Le rap qui deviendrait au travers de la taxe sur le streaming le registre contribuant le plus largement au financement du CNM est complètement absent des trois instances qui constituent ce dernier : la Présidence, le Conseil d’Administration et le Conseil Professionnel.

Dans le même temps, le Président du CNM Jean-Philippe Thiellay ainsi que 5 membres du Conseil d’Administration sont issus du milieu professionnel des théâtres, de l’opéra et de la musique classique.
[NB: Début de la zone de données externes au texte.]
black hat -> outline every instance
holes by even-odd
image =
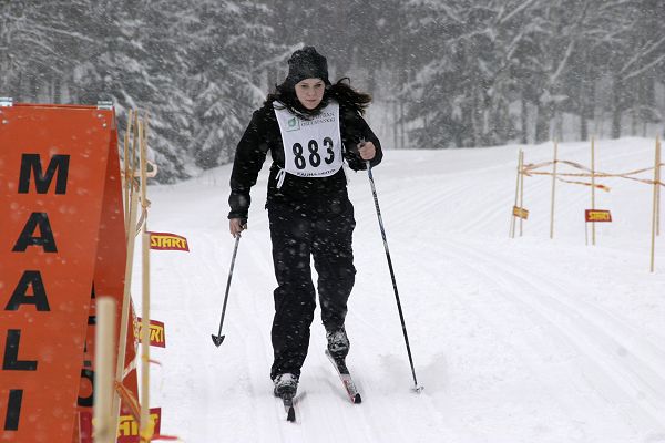
[[[285,82],[295,86],[305,79],[321,79],[324,83],[330,84],[328,61],[316,52],[314,47],[299,49],[288,59],[288,75]]]

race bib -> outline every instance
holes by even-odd
[[[284,169],[298,177],[327,177],[341,168],[339,104],[330,102],[311,120],[273,104],[284,145]]]

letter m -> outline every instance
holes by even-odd
[[[66,176],[69,173],[69,155],[53,155],[47,174],[42,173],[42,164],[39,154],[23,154],[21,157],[21,176],[19,178],[19,194],[28,194],[30,190],[30,176],[34,174],[34,187],[38,194],[49,192],[53,176],[55,179],[55,194],[66,193]]]

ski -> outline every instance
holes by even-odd
[[[335,370],[337,371],[337,374],[339,375],[339,379],[344,384],[344,389],[346,390],[350,402],[356,404],[362,402],[362,399],[360,398],[360,392],[358,392],[356,383],[354,383],[354,379],[351,379],[351,374],[349,373],[349,369],[346,365],[344,357],[335,358],[327,349],[326,357],[328,357],[328,360],[330,360],[330,363],[332,363],[332,365],[335,367]]]
[[[284,403],[284,411],[286,412],[286,420],[289,422],[296,421],[296,409],[294,408],[294,396],[284,395],[280,398]]]

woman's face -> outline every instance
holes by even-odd
[[[321,79],[305,79],[296,83],[296,96],[306,110],[314,110],[324,100],[326,84]]]

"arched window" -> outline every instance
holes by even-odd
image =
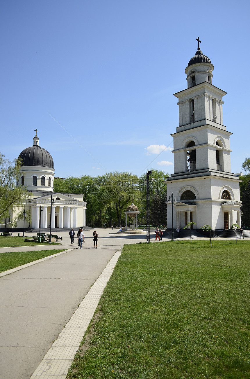
[[[191,147],[195,146],[195,144],[193,141],[190,141],[187,146],[187,147]],[[187,171],[195,171],[196,170],[196,152],[195,149],[189,149],[187,152]]]
[[[196,196],[193,191],[188,190],[185,191],[181,196],[181,200],[194,200]]]
[[[32,181],[32,185],[33,186],[36,186],[37,185],[37,178],[35,176],[35,176],[33,176],[33,180]]]
[[[230,194],[228,191],[225,190],[222,193],[221,198],[224,200],[231,200],[231,196]]]

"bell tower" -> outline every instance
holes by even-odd
[[[235,203],[228,227],[236,221],[240,225],[241,205],[239,179],[231,172],[232,133],[223,123],[222,99],[227,92],[212,84],[213,65],[201,50],[199,37],[196,41],[197,51],[185,69],[187,88],[174,94],[178,99],[179,125],[171,134],[174,173],[166,181],[167,191],[179,200],[174,227],[183,227],[189,220],[197,229],[207,224],[213,229],[224,229],[225,200],[227,205]],[[222,197],[226,193],[227,198]],[[171,227],[170,212],[170,207],[168,228]]]

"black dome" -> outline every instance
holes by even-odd
[[[27,147],[18,157],[22,160],[22,166],[38,166],[54,168],[52,157],[47,150],[40,146]]]
[[[194,56],[190,59],[188,64],[188,66],[191,66],[191,64],[194,64],[194,63],[211,63],[211,61],[209,58],[205,55],[204,55],[201,50],[198,50],[195,53]]]

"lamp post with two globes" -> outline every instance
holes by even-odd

D’autres membres du Conseil d’Administration, en nombre plus réduit, sont issus des milieux de l’art contemporain et des musées, de l’édition littéraire, ou encore du rock et de la chanson française.

Ces éléments questionnent les objectifs réels de la taxe sur le streaming, qu’on pourrait qualifier de véritable taxe anti-rap au vu de ses effets. En effet, elle reviendrait en pratique à faire du registre rap le sur-contributeur d’un système de subventions dont il est sous-bénéficiaire, au profit de registres aux modèles économiques moins dépendants du streaming et mieux représentés dans les instances.

Quelles solutions pour le financement du CNM ?

En dépit de sa croissance au cours des dernières années, le modèle du streaming audio reste fragile, d’autant plus dans un contexte de récession. En juin 2022, un rapport de Kantar indiquait ainsi que plus d’un million d’abonnements aux services de streaming musicaux avaient été annulés au Royaume-Uni au premier trimestre, principalement pour réaliser des économies.

Ce phénomène touche tout particulièrement les auditeurs de moins de 35 ans, première cible du registre rap, avec 600 000 abonnements de moins au premier semestre 2022 qu’un an auparavant.

Sur la même temporalité que les plateformes de streaming audio, les réseaux sociaux reposant sur la vidéo tels qu’Instagram, TikTok ou encore YouTube ont connu une croissance exponentielle tout en limitant fortement la part de leurs revenus allouée à l’industrie musicale.

L’exemple le plus frappant est probablement celui de TikTok : sur les 4 milliards de dollars de chiffres d’affaires générés la plateforme en 2021… seuls 160 millions sont allés à l’industrie musicale! Soit à peine plus de 4,5% de son chiffre d’affaire selon l’étude de Music Business Worldwide, et ce malgré la place prépondérante de la musique au sein de l’application.

La solution de se tourner vers ces services, qui représentent plus de 50% de l’écoute de musique en ligne et moins de 10% des revenus de la musique enregistrée, pour assurer le financement du CNM est notamment soutenue par le Syndicat national de la musique enregistrée.